A married woman cannot contract a second marriage during the subsistence of the first marriage. Muslim law forbids polyandry, although it recognises polygamy to the extent that a Muslim may have as many as four wives at a time. A marriage with a woman, whose husband is alive and who has not been divorced by him, is void.
Under Muslim law, a wife cannot have more than one husband at a time, whereas as, stated above, the male is at liberty to have as many as four wives at a time. A Muslim marriage, therefore, would not be a valid marriage under English law.

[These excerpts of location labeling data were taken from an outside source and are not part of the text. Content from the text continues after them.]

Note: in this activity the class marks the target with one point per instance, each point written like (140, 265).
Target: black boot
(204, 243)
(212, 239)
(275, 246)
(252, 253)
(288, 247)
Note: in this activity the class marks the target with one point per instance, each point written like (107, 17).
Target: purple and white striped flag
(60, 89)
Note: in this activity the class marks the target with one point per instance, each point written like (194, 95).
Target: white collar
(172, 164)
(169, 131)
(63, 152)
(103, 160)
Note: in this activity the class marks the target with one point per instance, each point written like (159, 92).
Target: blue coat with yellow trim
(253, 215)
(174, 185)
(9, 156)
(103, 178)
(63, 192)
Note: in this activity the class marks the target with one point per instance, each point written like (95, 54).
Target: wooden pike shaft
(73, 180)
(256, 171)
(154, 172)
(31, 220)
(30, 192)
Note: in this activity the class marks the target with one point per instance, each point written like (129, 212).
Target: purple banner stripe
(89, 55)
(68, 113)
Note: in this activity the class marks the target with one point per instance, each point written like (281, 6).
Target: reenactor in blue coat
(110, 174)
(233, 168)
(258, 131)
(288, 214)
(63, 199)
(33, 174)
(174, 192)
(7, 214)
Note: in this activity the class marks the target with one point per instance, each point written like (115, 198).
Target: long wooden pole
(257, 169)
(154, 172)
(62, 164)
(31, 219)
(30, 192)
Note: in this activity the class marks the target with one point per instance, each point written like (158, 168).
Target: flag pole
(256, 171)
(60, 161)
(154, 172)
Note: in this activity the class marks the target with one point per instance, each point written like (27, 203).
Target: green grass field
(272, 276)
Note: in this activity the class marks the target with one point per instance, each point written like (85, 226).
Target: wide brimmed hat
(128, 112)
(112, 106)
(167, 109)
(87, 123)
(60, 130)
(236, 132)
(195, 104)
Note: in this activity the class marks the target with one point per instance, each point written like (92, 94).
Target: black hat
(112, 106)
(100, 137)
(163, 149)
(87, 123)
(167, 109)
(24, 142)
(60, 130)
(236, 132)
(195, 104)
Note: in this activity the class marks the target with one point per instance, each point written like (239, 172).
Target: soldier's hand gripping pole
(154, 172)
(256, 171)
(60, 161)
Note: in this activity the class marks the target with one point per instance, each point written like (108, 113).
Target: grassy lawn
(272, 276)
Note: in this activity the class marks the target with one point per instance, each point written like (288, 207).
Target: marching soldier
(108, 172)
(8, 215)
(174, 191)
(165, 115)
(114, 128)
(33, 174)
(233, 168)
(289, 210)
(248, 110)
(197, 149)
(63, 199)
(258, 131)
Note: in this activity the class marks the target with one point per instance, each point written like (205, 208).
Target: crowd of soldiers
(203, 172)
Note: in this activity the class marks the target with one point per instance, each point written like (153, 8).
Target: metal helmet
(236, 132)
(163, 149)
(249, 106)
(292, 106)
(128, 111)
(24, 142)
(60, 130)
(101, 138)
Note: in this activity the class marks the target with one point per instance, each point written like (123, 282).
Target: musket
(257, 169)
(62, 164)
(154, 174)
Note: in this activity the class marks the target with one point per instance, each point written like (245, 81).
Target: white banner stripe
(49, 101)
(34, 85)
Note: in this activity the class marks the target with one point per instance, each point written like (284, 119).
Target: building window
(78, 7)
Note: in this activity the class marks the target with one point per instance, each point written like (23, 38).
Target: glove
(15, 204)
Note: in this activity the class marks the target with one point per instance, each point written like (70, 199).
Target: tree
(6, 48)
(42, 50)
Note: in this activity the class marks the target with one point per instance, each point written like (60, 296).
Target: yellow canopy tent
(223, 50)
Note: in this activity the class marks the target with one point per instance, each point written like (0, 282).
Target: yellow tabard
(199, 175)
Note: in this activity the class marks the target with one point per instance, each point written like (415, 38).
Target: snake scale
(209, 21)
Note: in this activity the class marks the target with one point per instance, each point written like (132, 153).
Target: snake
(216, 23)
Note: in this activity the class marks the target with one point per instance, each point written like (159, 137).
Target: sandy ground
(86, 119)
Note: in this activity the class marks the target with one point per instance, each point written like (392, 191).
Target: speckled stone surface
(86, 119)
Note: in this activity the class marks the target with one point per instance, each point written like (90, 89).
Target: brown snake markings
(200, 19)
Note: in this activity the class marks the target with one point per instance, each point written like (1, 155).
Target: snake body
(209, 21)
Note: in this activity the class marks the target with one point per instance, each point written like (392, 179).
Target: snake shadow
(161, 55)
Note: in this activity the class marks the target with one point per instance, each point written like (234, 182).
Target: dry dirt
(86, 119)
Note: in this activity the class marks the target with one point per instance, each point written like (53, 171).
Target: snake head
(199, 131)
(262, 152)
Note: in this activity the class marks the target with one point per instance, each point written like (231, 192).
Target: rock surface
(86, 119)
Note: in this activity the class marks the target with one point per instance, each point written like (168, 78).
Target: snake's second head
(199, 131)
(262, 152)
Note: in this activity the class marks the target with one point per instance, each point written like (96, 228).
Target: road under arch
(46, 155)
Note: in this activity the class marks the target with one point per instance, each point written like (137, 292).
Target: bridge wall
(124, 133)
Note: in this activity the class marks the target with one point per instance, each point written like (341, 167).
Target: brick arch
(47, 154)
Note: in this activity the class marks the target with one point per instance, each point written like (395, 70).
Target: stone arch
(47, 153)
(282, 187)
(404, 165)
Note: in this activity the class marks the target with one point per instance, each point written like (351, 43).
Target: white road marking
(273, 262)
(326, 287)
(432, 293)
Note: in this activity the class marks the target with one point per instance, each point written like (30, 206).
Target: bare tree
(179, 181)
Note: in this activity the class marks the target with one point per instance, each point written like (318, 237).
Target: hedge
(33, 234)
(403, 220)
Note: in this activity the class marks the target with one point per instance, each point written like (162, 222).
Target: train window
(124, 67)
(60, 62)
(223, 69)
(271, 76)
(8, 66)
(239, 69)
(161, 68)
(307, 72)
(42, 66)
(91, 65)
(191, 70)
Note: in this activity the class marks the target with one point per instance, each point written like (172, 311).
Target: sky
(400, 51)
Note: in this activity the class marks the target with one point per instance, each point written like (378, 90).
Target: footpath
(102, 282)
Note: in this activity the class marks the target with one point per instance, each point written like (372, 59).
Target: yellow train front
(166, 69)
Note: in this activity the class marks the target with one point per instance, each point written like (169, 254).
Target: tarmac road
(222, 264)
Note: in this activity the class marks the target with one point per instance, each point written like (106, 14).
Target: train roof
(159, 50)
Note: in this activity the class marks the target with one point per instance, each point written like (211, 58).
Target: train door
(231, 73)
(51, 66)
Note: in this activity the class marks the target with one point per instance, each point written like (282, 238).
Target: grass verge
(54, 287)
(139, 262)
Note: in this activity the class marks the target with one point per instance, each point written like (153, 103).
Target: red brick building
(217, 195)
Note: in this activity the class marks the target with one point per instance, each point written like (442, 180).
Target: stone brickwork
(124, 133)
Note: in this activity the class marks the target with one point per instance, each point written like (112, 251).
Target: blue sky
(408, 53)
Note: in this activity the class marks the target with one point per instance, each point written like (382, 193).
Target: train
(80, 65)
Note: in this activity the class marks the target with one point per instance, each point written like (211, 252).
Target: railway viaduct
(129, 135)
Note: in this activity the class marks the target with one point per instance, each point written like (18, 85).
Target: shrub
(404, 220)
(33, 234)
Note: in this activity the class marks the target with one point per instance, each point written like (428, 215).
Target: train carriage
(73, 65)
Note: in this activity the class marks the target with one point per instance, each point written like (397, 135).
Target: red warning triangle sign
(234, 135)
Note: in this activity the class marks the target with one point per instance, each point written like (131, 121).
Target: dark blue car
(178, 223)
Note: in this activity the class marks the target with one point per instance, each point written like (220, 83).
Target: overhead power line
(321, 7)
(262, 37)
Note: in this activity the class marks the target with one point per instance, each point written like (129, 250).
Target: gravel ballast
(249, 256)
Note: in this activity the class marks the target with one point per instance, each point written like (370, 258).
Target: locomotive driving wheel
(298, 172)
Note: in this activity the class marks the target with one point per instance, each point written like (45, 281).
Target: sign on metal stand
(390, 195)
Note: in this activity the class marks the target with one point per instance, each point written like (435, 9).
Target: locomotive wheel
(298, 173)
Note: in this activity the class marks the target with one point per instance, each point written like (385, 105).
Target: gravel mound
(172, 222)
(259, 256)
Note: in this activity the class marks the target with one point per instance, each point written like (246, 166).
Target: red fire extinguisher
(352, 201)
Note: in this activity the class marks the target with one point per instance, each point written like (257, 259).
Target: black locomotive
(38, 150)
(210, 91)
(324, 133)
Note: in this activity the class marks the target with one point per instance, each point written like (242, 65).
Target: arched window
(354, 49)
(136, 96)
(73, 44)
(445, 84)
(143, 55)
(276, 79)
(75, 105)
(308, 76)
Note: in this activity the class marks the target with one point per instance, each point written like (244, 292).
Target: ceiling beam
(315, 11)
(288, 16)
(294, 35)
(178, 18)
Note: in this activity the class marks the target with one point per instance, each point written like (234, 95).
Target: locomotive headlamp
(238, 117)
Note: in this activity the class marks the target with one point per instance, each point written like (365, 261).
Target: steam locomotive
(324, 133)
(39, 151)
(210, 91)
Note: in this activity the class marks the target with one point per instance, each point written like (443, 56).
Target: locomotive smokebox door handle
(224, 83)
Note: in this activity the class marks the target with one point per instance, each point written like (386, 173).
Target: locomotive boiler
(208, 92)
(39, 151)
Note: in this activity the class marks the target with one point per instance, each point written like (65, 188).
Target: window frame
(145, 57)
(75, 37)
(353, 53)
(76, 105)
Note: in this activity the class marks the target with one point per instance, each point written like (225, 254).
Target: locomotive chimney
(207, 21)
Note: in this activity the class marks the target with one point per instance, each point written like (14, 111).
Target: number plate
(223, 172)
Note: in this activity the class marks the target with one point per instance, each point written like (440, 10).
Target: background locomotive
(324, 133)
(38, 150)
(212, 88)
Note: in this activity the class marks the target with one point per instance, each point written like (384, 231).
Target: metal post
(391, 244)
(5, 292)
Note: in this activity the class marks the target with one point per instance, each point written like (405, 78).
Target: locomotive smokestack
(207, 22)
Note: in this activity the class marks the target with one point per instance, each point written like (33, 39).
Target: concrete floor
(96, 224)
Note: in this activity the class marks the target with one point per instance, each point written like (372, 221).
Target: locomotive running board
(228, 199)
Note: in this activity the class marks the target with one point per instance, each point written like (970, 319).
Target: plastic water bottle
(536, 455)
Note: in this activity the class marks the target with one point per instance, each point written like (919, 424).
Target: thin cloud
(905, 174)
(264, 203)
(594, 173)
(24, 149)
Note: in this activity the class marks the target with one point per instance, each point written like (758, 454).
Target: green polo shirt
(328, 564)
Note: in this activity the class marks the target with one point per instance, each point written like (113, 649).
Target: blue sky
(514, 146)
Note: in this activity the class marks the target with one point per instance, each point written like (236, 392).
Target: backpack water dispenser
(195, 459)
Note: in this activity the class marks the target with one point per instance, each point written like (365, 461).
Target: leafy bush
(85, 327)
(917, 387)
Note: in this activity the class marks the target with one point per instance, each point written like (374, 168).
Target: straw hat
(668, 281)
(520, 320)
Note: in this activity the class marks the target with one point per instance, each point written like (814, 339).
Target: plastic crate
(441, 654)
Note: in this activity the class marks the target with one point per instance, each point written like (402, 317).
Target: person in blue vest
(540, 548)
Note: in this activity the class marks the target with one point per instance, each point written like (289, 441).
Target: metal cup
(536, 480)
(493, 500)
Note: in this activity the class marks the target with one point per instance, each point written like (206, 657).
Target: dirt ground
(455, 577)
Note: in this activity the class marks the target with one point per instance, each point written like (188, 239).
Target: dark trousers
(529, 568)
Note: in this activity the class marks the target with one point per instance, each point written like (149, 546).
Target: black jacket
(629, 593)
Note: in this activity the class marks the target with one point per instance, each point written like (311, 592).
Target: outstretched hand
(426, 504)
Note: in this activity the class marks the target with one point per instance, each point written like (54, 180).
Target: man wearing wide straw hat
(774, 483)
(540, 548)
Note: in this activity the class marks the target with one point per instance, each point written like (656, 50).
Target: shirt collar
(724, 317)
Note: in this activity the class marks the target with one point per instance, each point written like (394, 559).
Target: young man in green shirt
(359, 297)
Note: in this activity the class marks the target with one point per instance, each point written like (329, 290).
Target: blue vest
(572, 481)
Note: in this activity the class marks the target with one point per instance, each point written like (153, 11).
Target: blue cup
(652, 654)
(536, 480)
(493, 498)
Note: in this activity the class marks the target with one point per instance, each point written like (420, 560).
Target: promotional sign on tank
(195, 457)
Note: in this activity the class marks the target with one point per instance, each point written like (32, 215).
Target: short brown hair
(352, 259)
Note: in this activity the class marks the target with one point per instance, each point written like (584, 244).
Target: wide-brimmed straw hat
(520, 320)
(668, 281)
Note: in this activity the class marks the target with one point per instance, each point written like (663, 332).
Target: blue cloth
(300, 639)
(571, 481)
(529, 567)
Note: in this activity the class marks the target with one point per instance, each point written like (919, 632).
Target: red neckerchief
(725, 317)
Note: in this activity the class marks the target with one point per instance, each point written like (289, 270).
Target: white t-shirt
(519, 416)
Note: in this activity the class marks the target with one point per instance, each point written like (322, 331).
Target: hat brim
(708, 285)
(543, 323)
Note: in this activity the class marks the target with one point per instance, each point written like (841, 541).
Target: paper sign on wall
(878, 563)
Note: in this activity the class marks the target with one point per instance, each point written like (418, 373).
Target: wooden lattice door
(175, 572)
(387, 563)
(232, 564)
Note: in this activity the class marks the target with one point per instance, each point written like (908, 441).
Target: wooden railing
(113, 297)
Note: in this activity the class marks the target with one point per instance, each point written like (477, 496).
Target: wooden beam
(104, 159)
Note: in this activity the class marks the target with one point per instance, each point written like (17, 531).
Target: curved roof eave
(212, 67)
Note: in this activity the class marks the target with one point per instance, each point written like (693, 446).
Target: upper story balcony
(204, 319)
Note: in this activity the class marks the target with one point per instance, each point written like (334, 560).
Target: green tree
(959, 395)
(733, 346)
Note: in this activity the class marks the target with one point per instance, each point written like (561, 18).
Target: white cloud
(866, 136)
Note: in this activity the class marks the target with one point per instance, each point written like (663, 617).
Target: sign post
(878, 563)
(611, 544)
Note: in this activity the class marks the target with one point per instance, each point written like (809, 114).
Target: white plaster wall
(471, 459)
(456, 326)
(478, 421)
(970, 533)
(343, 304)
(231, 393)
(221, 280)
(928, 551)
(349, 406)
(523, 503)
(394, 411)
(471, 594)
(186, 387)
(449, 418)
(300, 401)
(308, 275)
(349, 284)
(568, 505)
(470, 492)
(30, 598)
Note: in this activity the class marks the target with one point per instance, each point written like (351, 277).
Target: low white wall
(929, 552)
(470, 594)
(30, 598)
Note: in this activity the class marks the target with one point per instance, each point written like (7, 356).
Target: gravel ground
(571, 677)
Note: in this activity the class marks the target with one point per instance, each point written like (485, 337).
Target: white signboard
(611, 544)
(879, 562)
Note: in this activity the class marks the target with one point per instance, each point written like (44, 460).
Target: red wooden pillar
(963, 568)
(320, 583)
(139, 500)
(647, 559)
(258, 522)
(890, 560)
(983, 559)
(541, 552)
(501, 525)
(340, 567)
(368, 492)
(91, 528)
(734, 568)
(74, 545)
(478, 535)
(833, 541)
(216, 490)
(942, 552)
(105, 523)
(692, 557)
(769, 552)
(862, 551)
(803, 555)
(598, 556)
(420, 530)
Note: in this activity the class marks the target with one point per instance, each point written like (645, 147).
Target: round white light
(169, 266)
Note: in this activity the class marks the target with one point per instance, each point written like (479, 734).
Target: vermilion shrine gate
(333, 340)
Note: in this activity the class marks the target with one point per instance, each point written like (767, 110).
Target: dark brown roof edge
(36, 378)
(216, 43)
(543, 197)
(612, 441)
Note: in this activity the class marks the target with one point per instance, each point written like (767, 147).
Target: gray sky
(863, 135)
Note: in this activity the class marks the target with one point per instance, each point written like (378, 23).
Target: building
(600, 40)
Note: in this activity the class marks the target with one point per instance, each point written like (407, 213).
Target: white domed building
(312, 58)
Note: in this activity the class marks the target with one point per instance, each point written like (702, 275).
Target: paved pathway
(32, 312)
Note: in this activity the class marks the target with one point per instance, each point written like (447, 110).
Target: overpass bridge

A Muslim Nawab, having other wives, married an English woman in the Muslim form. The English Court refused to recognise the marriage. “The marriage was a Muslim marriage, and by consequence, a polygamous marriage, and not intended to be monogamous.
Even if the ceremony were according to the English law, it is not a marriage binding on any spouse of English domicile, the reason being that it was not intended to be monogamous.” (Re Ullee the Nawab Nizam of Bengal’s Infants, 54 L.T. 286)
But, where a Muslim marries, in England, a Christian woman according to the Christian rites, all the rights and obligations springing from the marriage relationship will be governed by English law.
Thus, where a Muslim in India married an English woman domiciled in England, according to the English form before a Registrar, the King’s Bench Division of the High Court of Justice held that the husband could not divorce his wife by merely handing to her a talaknama, (a writing of divorce), although that would be an appropriate mode of effecting a divorce according to Muslim law. (Rex.v. Hammersmith, (1917) 1 K.B. 634)
Khambatta v. Khambatta, 36 Bom. L.R. 1021:
J, a Christian woman, domiciled in Scotland, married G, and a Muslim domiciled in India, by civil marriage in Scotland according to the requirements of Scottish law. After the marriage, the parties became domiciled in India, and J embraced Islam.
Sometime later, G divorced J by pronouncing talak under Muslim law. J thereafter contracted a second marriage with K, a Parsi convert to Christianity. A question having arisen whether the marriage between J and G was validly dissolved by the talak given by G, the Bombay High Court, applying the principle mentioned above, held that, in the absence of any express contract, the intention of the parties to the marriage must be taken to be that their rights under the marriage contract were to be governed by the law of their domicile, that is, the law of India.
As soon as J embraced Islam, the law applicable to Christians ceased to be applicable to her, and she became subject to the law applicable to Muslims, which entitled the husband to divorce her by talak. The spouses, having been, at the date of the talak, of Islamic faith and domiciled in India, the Court was bound to recognise that the husband had the right to divorce his wife by talak, and that the marriage had been legally dissolved.
The second prohibition is that of consanguinity. Thus, no valid marriage can be contracted with the (i) ascendants e.g., mother or grand-mother, how highsoever; (ii) descendants, e.g., daughter or granddaughter, how lowsoever; (iii) relations of the second rank, e.g., brothers or sisters and their descendants; and (iv) paternal and maternal uncles and aunts, how highsoever. These are the restrictions laid down on marriage by the Muhammandan law on the ground of consuanguinity. A marriage with a woman prohibited by reason of consanguinity is altogether void (batil).
The third prohibition is on the ground of affinity. Thus, a man cannot contract a valid marriage with (i) his wife’s mother or grand-mother, how highsoever; (ii) his wife’s daughter or granddaughter, how lowsoever, if his marriage with the wife is consummated; (iii) his father’s wife or any other ascendant’s wife; and (iv) his son’s or any other lineal descendant’s wife. A marriage which is prohibited by reason of affinity is also void.
Fosterage is as much a prohibition to marriage as consanguinity, because the act of suckling is regarded as equal to the act of procreation. Thus, whoever is prohibited by consanguinity or affinity is also prohibited by reason of fosterage, except certain foster relations, as for example, a sister’s foster-mother or a foster-father’s mother with whom a valid marriage can be contracted. A marriage which is prohibited by reason of fosterage is totally void.